First some general remarks:
You are talking about an interpretation of the sentence, and so,
first of all, you are involved not in syntactic self-reference, but
the only possible form of self-reference, namely semantic
self-reference. That is why a calculus of indirect speech is
required, to formalise remarks like 's says that p'. It is very
uncommon to find people considering indirect speech in connection
with Liar, and Liar-like Paradoxes, and yet it must be brought in
because of the impossibility of syntactic self-reference. The
calculus I use originates in some of Ramsey's remarks, and was first
given a formalisation by Goodstein in the JSL for 1958. Amongst
other things Goodstein demonstrated the application of his calculus
to two Liar paradoxs, and proved its consistency. Prior used
Goodstein's formalisation extensively in his book 'Objects of
Thought', but its manner of quantifying over propositions, he
realised, was not the best. For instance, Prior would write
'Everything a believes is true' as '(p)(Bap -> p)', and, amongst
other things, just how 'p' should be read in the quantifier troubled
him (see his Ch 3). In my Analysis 2001 paper previously mentioned,
'Prior's Analytic Revised', I showed the Ramsey-Goodstein-Prior
calculus could be improved by introducing variables over referring
phrases to propositions, i.e. phrases like 'what s says', 'what a
believes', and 'that the moon is made of green cheese' - the term
'that' serving to nominalise the following sentence, being symbolised
by the '*' in my previous messages.
In your case you want to say about your sentence, 'k', that it says
that it cannot be proven that it is true, i.e. that it says that that
k is true (*Tk) cannot be proven, i.e. Sk*-P*Tk. But the T-scheme is
conditional on the univocality of the sentence, as before, i.e.
(r)(Skr <-> r=*-P*Tk) -> (Tk <-> -P*Tk),
so any contradiction derivable on the right merely leads to a denial
of the left. You go on:
> 1st. K cannot be proven true: if K were proven true it would be
>simultaneously true and false.
>
> 2nd. If K expresses a proposition, then what K says has been
>proven true in 1st, so that K must be both true and false.
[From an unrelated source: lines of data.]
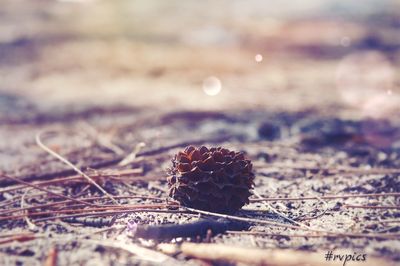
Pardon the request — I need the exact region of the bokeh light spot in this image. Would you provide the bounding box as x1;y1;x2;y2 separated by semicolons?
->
340;36;351;47
203;76;222;96
254;54;263;63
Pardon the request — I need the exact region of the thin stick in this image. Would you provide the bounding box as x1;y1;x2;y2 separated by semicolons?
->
0;204;173;221
0;234;37;245
250;192;400;202
253;190;312;229
44;247;58;266
0;168;145;193
269;163;400;175
181;206;310;232
36;132;120;205
35;209;185;223
343;205;400;210
20;189;37;230
226;231;400;239
182;207;400;236
0;173;98;209
0;196;165;215
4;135;233;185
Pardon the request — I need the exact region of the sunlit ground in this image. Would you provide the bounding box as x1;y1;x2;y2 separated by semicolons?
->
0;0;400;117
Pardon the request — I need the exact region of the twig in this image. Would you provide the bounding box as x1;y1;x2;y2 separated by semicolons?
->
4;135;233;185
0;234;37;245
253;190;312;229
0;173;98;206
182;207;400;239
250;192;400;202
343;204;400;210
31;209;185;222
0;196;165;215
0;168;145;193
118;142;146;166
36;132;119;205
0;204;174;221
132;219;248;239
20;189;37;230
226;231;400;239
269;163;400;175
44;247;58;266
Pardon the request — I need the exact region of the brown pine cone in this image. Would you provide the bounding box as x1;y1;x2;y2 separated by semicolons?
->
167;146;254;213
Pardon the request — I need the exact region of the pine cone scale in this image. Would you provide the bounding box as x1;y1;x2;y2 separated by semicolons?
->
167;146;254;213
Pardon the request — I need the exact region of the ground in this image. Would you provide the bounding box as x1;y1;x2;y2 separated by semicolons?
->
0;0;400;265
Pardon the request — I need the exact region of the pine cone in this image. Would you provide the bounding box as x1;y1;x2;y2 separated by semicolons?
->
167;146;254;213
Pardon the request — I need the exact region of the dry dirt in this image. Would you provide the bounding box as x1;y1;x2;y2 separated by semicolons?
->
0;0;400;265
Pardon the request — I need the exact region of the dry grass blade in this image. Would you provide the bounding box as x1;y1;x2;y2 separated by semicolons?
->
35;132;120;205
0;173;98;209
250;192;400;202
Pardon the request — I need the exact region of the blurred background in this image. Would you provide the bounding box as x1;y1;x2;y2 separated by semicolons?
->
0;0;400;118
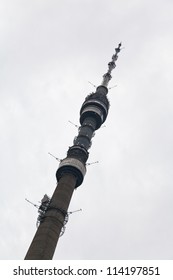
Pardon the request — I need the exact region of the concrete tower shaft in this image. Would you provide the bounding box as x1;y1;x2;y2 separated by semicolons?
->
25;43;121;260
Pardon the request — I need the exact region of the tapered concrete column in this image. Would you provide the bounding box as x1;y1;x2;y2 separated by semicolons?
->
25;174;76;260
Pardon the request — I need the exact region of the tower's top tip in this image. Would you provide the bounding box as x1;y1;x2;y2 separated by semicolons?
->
102;42;122;87
115;42;122;53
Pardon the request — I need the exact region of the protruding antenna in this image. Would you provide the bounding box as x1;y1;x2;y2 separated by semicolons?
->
101;43;121;87
25;198;39;209
86;161;99;165
48;153;62;162
68;121;79;128
88;81;96;88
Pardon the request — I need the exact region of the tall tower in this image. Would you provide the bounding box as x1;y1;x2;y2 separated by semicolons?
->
25;43;121;260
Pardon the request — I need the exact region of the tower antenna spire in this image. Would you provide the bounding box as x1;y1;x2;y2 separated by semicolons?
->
25;43;121;260
101;43;122;87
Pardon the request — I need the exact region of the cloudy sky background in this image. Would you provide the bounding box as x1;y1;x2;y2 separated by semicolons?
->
0;0;173;259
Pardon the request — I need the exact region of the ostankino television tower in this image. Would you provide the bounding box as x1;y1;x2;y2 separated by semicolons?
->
25;43;121;260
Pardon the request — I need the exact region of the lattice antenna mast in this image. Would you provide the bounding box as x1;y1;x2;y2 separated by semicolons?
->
101;43;121;87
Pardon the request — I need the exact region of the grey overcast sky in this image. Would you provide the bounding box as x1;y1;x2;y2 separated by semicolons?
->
0;0;173;260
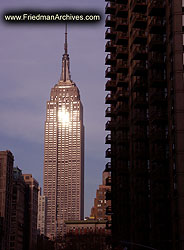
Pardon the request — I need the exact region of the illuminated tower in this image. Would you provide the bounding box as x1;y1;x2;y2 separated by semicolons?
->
43;27;84;238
For the first claim you are presumably thinking that, since we know
that P*Tk -> Tk, but also that Tk < -> -P*Tk, hence -P*Tk. But that
depends on the T-scheme holding, which is not itself proven.
Certainly the second claim would hold if it started 'if K expresses
just the proposition that K cannot be proven true'. For if (r)(Skr
<-> r=*-P*Tk) then one would definitely be able to get that -P*Tk, as
in the first, and so Tk, because the T-scheme would hold, but also
thereby P*Tk, and so -Tk, again from the T-scheme. But your second
claim misses out the uniqueness clause needed to get all this.